The case of the missing characters

Last week a customer reported that we had a bug in our comparison view. Their Custom Functions were showing changes between their library drafts and their study build drafts. Here's an example screenshot. Removed characters are shown in red and characters added are shown in green.

Changes

It looked like some spaces were being removed and replaced by a single space.

Looking at the Custom Function in the library it was apparent that it contained a Tab Character. A tab character doesn't have a defined width, it can be represented as one or more spaces. In our Custom Function editor it showed as 4 spaces:

Tabs in Custom Function

But how had it got there and why was it present in the library but not in the Study Draft?

Tabs in Architect?

An investigation of Rave Architect showed that it was possible to get Tab characters (also known as CHR(9) or \t) into a Custom Function in Architect if (and only if) you paste the code from some other editor. Pressing the TAB key in the Rave Custom Function editor just moves you out of the code editor area so you have to do this with cut and paste.

Tabs in Rave Architect

This tab character has no real effect in Rave Architect, it's just whitespace like a space character but a tab character isn't a space so the TrialGrid compare was showing a difference.

Now we knew that it was possible for a tab character to come from Rave Architect we had an idea why it was in the library draft.
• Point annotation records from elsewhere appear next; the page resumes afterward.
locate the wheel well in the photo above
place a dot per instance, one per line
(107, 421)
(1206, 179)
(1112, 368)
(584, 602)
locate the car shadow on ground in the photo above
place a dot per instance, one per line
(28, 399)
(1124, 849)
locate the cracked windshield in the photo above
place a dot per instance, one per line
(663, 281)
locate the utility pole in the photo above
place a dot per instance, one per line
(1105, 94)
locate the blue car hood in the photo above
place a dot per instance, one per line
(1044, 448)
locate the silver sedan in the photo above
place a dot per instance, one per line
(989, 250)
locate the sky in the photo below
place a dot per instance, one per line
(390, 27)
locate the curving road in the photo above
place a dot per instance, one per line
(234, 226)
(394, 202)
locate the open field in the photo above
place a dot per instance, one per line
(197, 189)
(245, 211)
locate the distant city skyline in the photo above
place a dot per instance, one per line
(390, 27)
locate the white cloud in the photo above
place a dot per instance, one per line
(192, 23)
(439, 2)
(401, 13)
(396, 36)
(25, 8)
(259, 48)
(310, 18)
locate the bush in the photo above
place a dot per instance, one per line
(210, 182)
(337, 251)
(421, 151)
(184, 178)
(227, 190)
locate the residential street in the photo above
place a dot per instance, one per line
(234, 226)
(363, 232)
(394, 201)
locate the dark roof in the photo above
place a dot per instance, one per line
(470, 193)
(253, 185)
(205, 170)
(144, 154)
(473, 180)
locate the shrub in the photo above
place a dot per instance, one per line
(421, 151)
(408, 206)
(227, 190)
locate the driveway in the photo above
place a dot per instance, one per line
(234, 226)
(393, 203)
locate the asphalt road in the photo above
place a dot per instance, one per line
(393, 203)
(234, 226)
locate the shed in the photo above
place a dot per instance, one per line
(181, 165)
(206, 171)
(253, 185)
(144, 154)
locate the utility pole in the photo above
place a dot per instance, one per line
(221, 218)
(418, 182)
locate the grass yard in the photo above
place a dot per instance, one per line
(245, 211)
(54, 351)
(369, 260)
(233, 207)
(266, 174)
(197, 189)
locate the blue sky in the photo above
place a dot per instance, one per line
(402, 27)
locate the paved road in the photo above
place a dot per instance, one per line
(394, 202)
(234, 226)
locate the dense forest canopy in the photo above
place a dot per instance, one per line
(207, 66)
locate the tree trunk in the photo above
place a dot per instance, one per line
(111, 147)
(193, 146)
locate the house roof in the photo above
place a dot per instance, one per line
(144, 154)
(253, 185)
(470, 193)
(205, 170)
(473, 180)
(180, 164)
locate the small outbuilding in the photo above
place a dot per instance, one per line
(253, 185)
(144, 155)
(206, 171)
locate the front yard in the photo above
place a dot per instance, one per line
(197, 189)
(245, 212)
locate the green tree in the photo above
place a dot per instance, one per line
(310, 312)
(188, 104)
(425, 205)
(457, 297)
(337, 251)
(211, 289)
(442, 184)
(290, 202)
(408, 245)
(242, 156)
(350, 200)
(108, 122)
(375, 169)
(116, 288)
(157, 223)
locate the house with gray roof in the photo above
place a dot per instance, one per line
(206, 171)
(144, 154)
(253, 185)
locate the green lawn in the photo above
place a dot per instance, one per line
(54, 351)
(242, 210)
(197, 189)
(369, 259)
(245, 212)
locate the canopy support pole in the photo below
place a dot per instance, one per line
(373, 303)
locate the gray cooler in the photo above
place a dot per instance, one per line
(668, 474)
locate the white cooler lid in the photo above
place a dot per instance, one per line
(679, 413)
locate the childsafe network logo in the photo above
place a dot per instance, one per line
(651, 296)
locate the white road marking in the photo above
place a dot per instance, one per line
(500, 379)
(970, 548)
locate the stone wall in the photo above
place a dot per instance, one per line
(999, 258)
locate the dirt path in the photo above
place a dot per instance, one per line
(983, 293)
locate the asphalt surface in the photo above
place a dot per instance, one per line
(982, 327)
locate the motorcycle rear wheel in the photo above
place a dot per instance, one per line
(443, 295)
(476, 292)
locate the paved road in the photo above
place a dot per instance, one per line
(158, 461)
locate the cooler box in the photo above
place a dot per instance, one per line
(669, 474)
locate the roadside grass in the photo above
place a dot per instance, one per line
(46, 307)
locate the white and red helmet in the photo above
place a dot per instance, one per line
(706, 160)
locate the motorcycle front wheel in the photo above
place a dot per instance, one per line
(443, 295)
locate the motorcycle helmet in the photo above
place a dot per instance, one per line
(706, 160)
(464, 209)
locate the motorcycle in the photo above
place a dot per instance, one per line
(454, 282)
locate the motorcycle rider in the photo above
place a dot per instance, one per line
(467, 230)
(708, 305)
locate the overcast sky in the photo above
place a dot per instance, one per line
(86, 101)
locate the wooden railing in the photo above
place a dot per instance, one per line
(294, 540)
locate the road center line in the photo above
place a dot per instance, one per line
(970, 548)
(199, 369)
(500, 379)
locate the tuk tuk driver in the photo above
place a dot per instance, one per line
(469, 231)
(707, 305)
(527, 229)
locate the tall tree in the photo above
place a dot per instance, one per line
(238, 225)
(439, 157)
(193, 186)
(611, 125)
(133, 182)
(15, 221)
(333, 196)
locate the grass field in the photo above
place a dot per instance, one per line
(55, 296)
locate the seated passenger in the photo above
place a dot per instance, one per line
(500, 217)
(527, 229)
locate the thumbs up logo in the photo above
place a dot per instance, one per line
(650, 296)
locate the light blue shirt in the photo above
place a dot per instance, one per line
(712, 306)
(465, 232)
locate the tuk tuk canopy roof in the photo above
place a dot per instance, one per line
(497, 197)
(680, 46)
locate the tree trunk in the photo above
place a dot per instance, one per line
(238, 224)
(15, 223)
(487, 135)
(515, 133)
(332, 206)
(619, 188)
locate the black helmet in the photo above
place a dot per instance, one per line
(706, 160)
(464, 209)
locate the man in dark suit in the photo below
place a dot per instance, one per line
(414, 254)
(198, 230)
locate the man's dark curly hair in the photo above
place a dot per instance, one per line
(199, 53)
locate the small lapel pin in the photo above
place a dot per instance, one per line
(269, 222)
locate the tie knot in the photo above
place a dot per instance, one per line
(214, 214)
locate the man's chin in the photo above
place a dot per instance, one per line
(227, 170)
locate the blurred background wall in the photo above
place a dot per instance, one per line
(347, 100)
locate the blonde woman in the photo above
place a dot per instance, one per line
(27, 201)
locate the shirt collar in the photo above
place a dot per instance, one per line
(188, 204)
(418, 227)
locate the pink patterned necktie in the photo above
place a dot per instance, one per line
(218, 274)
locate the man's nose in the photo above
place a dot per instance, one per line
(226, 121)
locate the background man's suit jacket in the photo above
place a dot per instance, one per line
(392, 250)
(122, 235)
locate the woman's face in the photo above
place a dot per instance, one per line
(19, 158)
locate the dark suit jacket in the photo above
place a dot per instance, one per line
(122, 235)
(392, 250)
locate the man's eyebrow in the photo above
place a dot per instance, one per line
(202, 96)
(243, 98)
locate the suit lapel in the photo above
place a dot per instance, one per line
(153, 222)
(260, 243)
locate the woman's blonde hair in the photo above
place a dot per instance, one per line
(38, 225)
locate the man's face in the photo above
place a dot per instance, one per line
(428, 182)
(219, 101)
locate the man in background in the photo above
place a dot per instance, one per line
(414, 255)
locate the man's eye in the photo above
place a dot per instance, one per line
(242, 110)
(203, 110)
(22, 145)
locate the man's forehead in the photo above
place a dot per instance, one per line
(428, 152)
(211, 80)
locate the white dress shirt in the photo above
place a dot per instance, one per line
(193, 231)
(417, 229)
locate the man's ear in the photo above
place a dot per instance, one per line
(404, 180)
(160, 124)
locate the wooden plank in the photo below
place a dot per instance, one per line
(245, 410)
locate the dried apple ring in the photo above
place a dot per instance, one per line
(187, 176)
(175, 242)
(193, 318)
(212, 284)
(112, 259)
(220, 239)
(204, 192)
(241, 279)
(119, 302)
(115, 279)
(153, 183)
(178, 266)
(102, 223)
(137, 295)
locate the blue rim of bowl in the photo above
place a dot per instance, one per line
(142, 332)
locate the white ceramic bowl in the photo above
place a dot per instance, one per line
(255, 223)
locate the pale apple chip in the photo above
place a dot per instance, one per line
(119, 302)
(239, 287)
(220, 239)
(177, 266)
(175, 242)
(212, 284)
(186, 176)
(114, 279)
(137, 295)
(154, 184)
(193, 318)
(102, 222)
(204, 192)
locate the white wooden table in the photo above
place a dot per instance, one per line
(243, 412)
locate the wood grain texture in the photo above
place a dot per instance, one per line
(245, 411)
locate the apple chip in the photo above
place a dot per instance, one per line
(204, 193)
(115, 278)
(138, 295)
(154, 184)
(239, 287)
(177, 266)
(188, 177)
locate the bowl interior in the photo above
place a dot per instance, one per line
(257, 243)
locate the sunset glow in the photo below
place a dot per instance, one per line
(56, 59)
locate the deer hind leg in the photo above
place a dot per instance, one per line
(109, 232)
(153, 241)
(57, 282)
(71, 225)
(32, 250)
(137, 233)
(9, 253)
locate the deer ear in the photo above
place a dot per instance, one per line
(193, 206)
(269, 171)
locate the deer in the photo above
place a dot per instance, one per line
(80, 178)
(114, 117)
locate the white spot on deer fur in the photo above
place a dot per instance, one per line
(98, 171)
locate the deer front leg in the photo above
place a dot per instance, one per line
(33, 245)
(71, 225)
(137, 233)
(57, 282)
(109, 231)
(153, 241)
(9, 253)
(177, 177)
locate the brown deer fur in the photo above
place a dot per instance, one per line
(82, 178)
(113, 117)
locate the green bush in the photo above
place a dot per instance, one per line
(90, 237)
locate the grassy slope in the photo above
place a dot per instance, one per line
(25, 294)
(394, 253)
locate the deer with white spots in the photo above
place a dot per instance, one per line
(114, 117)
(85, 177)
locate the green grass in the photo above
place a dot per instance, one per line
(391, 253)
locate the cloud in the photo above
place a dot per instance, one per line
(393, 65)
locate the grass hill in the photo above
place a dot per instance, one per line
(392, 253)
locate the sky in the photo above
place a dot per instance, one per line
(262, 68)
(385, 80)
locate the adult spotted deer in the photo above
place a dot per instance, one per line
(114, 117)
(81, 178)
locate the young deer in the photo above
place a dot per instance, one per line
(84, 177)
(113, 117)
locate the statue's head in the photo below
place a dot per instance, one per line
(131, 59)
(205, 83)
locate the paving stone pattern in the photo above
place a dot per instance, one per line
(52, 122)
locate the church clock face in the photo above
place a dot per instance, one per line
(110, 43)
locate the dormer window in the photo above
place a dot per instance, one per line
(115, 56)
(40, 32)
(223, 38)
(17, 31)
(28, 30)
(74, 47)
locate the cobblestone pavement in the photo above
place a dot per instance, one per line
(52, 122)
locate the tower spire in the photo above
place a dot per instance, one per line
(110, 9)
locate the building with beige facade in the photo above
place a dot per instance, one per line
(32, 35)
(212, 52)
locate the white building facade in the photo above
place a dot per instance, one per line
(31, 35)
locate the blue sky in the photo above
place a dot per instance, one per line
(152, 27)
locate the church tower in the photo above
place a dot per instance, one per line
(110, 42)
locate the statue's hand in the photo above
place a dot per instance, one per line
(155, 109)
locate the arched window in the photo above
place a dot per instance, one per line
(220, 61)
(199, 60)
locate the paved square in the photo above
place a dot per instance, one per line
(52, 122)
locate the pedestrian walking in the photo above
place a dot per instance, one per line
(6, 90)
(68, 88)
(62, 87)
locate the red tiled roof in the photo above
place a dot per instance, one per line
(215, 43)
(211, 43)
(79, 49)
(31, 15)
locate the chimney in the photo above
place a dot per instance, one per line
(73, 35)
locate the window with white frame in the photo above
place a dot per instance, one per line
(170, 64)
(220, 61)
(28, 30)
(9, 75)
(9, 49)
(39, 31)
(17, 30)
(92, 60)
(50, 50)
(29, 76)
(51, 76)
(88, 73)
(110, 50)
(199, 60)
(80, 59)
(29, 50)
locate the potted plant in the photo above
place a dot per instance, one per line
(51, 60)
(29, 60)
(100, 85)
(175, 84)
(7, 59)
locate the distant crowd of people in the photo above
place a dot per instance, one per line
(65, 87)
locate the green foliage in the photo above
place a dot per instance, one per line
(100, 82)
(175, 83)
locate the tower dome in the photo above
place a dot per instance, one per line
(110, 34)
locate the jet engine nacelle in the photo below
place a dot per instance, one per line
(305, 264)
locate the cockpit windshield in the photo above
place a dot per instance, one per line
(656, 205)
But why was it missing in the Study Draft?

ALS files have accents

Architect Loader Spreadsheets (ALS) files are stored in Microsoft Excel 2003-2004 XML format. This is not the same as the .xslx format which is new the Excel default format. The 2003-2004 format stores the sheets and rows in a single XML document and the way the contents are formatted gives you a clue as to what created it. An file exported from Rave Architect looks like this:

 1
 2
 3
 4
 5
 6
 7
 8
 9
10
11
12
13
<?xml version="1.0" encoding="UTF-8"?>
<?mso-application progid="Excel.Sheet"?>
<Workbook xmlns="urn:schemas-microsoft-com:office:spreadsheet" xmlns:ss="...">
<Worksheet ss:Name="Sheet1">
<Table>
<Row>
<Cell>
<Data ss:Type="String">Cell Data 1</Data>
</Cell>
</Row>
</Table>
</Worksheet>
</Workbook> 

while a file saved by Excel looks like this:

 1
 2
 3
 4
 5
 6
 7
 8
 9
10
11
12
13
<?xml version="1.0" encoding="UTF-8"?>
<?mso-application progid="Excel.Sheet"?>
<Workbook xmlns="urn:schemas-microsoft-com:office:spreadsheet" xmlns:ss="...">
 <Worksheet ss:Name="Sheet1">
  <Table>
   <Row>
    <Cell>
     <Data ss:Type="String">Cell Data 1</Data>
    </Cell>
   </Row>
  </Table>
 </Worksheet>
</Workbook> 

Despite the distinctive formatting differences, these two examples store the exact same data.

Importantly, the Draft where the Tabs had been switched for spaces had the Excel style formatting so we knew it had been modified in Excel before being uploaded to TrialGrid.

Conclusion: Excel eats Tab Characters

Once the finger was pointed at Excel it didn't take long to discover that Excel swaps tab characters for single spaces on save. This was the cause of the characters switching from Tabs to Spaces.

As a result of this finding, we have switched TrialGrid to replace tabs with spaces in Custom Functions. This makes all our comparisons consistent regardless of whether the Draft was loaded direct from Rave or was modified in Excel first.